While a combative stance may help wake up a company that has not made significant moves to deal with its computer systems, cooperation is even more important as the year 2000 approaches, said de Jager, president of de Jager & Co., Brampton, Ontario.
One method of dealing with the problem, for example, involves the use of "pivot" dates. If a company does not want to recode its computers to recognize all four digits of a year, it can establish a pivot date of 50, meaning that any number below 50 would represent a year in the 21st century, while any number above 50 would represent a year in the 20th century.
A computer with a pivot date of 50 would read the digits "50" as the year 2050, but would read "51" as the year 1951.
"But a company must use the same pivot date as the companies they communicate with," said de Jager. "If one company's pivot date is 50 but the other's is 20, one computer will read 35 as 1935 and the other will read it as 2035."
De Jager spoke at the Supermarket Industry .... and Convention in Chicago last month, sponsored by the Food Marketing Institute, Washington.
The size of the year-2000 problem is forcing many companies to acknowledge that they will not be able to fix all their systems in time, de Jager added.

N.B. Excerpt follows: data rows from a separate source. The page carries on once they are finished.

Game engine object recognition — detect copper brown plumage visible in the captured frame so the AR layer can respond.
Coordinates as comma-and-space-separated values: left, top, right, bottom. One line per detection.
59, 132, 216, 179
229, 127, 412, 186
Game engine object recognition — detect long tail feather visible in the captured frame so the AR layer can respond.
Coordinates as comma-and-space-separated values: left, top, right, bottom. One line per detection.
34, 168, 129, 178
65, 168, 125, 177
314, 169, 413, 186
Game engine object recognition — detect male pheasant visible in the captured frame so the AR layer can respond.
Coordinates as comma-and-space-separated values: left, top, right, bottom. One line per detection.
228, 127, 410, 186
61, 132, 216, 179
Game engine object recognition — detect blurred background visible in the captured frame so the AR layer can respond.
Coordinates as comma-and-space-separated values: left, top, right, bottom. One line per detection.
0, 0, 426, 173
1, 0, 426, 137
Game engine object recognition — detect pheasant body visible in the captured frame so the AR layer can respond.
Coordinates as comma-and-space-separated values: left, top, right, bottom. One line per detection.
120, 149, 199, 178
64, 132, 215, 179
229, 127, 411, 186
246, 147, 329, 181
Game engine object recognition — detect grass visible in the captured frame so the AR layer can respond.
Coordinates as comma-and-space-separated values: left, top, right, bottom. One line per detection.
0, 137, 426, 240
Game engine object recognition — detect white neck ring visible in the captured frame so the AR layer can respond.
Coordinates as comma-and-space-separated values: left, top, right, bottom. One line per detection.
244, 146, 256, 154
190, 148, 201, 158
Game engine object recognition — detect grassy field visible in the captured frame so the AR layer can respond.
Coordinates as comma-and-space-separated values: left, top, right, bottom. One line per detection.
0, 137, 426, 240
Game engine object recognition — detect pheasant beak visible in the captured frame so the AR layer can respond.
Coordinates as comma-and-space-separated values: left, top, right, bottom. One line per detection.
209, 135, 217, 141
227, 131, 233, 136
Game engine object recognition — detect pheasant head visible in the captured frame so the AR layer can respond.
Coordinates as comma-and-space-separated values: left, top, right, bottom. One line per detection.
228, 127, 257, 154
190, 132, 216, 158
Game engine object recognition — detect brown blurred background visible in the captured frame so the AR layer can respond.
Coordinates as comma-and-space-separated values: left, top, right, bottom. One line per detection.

The process of "triage," or identifying and working on only the most vital systems, has already begun at many companies.
In the supermarket industry, mission-critical systems fall into three broad areas, he said. They are the processes of taking money from customers, getting products into the stores, and communicating with vendors.
Accepting that not all systems will be compliant by Jan. 1, 2000, means making and implementing a series of tough calls. "The person who should be in charge of year 2000 at a company should not be an information technology professional," said de Jager. "He should be a business person who understands the business consequences of the decisions that are made."
Many retailers and wholesalers have started making contingency plans if the Millennium Bug proves hard to kill.
"Although we'll be ready, our company and everyone else needs to have contingency plans. There may have to be additional inventories put in place until systems are functional," Crouch said.
As Topco completes its work on internal systems, it will start making contingency plans and doing test runs on systems such as EDI with vendors in June. If vendors are not ready to handle EDI transactions, Topco will be set up to convert their orders to its system.
Meanwhile, manufacturers' contingency plans include having inventories ready to ship to competitors' customers. "The certainty of having selected problems is there. If we heard anything about our competitors not getting product on the shelf, we have contingency plans," one manufacturer said.
"Companies may need to stockpile products," said de Jager. "They may need to relax their just-in-time inventory requirements," to deal with year-2000 induced shortages.